Mid-August is generally known for its dog days, but that heat must occasionally cause a synapse or two in the brain to go haywire, leading to either a blown fuse or a power surge. That certainly appeared to occur more than once on the Eastern side of the Boomer Half-Century’s Cold War. Every time, it surely did manage to piss off the Western side, even if it was a result of their own prodding.
In August 1953, the Soviet Union publicly acknowledged it had tested a hydrogen bomb.
In August 1960, the Soviet Union shot down a U-2 spy plane, capturing U.S. pilot Francis Gary Powers, and then sentencing him to 10 years in prison.
In August 1968, The Soviet Union noticed that the Prague Spring had stretched pretty far into the summer, so sent 200,000 Warsaw Pact troops and 5,000 tanks to Czechoslovakia to set the calendar straight.
In August 1979, Soviet dancer Aleksandr Godunov defected to United States. Six years later, i.e., August 1985, in an odd sort of tit for tat, Hans Tiedge, a top counter-spy working out of West Germany, defected to East Germany.

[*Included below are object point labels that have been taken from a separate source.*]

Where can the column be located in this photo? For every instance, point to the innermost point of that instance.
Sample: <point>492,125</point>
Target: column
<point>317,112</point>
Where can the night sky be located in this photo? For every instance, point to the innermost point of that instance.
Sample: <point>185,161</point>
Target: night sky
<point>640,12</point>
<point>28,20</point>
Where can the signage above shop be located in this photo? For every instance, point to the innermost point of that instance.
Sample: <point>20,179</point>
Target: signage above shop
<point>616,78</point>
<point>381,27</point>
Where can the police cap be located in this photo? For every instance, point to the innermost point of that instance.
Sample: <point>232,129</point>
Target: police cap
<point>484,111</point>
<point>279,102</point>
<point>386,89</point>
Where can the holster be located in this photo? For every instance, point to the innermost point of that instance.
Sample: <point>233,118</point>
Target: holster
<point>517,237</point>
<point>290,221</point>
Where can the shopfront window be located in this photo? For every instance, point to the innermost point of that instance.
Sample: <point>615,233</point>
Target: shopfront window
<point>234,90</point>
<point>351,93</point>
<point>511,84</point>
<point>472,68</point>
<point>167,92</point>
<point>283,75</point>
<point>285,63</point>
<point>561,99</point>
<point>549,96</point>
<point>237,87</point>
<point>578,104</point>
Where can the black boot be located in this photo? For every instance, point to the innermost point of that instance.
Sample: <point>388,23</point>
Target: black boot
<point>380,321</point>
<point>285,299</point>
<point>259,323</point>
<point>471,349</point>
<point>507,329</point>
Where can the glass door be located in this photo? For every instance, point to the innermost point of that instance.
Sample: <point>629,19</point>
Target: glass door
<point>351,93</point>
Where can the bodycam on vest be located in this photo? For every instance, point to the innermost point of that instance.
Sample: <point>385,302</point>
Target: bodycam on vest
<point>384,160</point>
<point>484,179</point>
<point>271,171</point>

By August 1990, the whole Eastern Team of the Cold War was approaching retirement. Tiedge the Spy was probably none too pleased—after risking his life to cross the border—to find that East and West Germany planned to banish that same border. At the same time, Armenia declared independence from the Soviet Union.

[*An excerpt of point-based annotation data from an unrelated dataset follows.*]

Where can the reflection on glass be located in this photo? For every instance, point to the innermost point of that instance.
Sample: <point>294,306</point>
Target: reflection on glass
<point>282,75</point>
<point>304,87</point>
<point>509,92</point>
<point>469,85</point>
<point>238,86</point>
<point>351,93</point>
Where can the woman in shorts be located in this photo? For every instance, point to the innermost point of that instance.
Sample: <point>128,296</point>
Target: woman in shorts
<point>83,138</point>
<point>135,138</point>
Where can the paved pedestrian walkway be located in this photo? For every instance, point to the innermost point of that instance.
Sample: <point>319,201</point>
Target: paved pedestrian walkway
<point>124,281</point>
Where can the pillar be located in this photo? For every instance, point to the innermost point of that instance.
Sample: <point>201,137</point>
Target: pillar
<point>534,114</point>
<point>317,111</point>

You wouldn’t think a snowball would have much chance in the northern hemisphere in August, but only a year later, in August 1991, that ball really began to pick up snow. When Gorbachev went on vacation that month a coup was attempted in Moscow, and he was placed under house arrest. That didn’t last long—within a day more than 100,000 Soviet citizens showed up outside the parliament building to protest the coup attempt, Gorbachev was released from house arrest, and by the 23rd of the month, he was back in Moscow giving his Cabinet a thorough cleaning. Not that it mattered – remember the snowball? It was really on a roll…two days later, Belarus declared independence from the Soviet Union.